希爾薇蹲在案發現場的窗前沉思了許久,久到莫裡亞蒂都要懷疑她是不是要睡着了,于是出言提醒她。
而她當然知道自己在幹什麼,她站起身,忍住久蹲後小腿的酸澀,對莫裡亞蒂說:“我差點忽略了一個重要的細節。”
“不管死亡時間是否正确,有一個事實是可以被确定的。”
“是什麼呢?我很願意傾聽你的想法,希爾薇。”四下無人,莫裡亞蒂還是更喜歡呼喚希爾薇的真名。
“案發時間一定是晚上。”也許别人會以為她在說什麼無聊的廢話,但是希爾薇相信莫裡亞蒂一定能立刻明白她的想法。
毫無道理的直覺。
甚至有一種,他們很早以前就已經形成了這種相處模式。
事實也的确如希爾薇所想,莫裡亞蒂一下就明白她的意思:“是啊。”他垂眸看了看希爾薇手上提着的煤油燈,然後繼續說:“白天都還顯得十分昏暗的房間,晚上又怎麼會不需要照明工具呢?”
“如果伯爵沒有立即墜樓,而是和兇手發生過打鬥,在這種昏暗狹小的空間裡,碰倒一些物品,甚至是煤油燈也是合情合理的。”希爾薇接着分析道:“這樣的話,案發時的現場至少擁有一盞煤油燈,并且雜物間所有的桌椅都擺滿了各類擺件,伯爵很有可能直接将煤油燈置于地面。
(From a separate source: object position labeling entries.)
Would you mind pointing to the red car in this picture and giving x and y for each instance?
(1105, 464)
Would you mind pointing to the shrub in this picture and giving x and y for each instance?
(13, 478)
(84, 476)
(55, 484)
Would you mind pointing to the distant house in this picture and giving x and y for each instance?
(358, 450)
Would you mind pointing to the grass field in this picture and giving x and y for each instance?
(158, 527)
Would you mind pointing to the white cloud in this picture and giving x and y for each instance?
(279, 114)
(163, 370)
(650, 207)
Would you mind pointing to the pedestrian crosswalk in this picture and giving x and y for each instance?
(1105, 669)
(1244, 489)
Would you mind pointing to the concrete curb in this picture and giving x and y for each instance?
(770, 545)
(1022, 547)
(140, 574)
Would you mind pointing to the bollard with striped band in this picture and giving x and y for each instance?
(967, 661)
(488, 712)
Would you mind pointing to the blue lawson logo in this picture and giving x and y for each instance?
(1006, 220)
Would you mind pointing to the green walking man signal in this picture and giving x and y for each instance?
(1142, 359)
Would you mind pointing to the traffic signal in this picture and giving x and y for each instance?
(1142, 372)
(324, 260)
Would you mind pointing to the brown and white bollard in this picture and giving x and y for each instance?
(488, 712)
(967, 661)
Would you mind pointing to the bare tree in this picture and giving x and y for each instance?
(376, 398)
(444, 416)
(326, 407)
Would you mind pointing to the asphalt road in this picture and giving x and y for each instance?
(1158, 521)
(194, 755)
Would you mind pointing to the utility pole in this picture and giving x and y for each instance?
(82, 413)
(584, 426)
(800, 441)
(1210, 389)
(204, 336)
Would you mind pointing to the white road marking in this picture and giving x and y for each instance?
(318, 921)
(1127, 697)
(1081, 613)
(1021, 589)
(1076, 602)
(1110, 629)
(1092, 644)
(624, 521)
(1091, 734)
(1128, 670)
”
“煤油燈接觸到一些易燃物很容易引起火災,旁邊的家居擺件還有很多木制品,如果煤油燈是在接近這些東西的方向破碎的,那麼早就引起火災了,莊園内的其他人也不可能對兇手毫無察覺。由此可見,隻要煤油燈破碎過,一定在不可燃的地方。”
“這也就解釋了兇手為什麼要二次返回案發現場。”莫裡亞蒂笑了笑,“畢竟,那可是一件極度危險的事情,伯爵的身死必然引起莊園内其他人的高度緊繃,稍不留意兇手可能就會露餡。第二次殺害伯爵夫人選擇在室外也是同樣的道理。”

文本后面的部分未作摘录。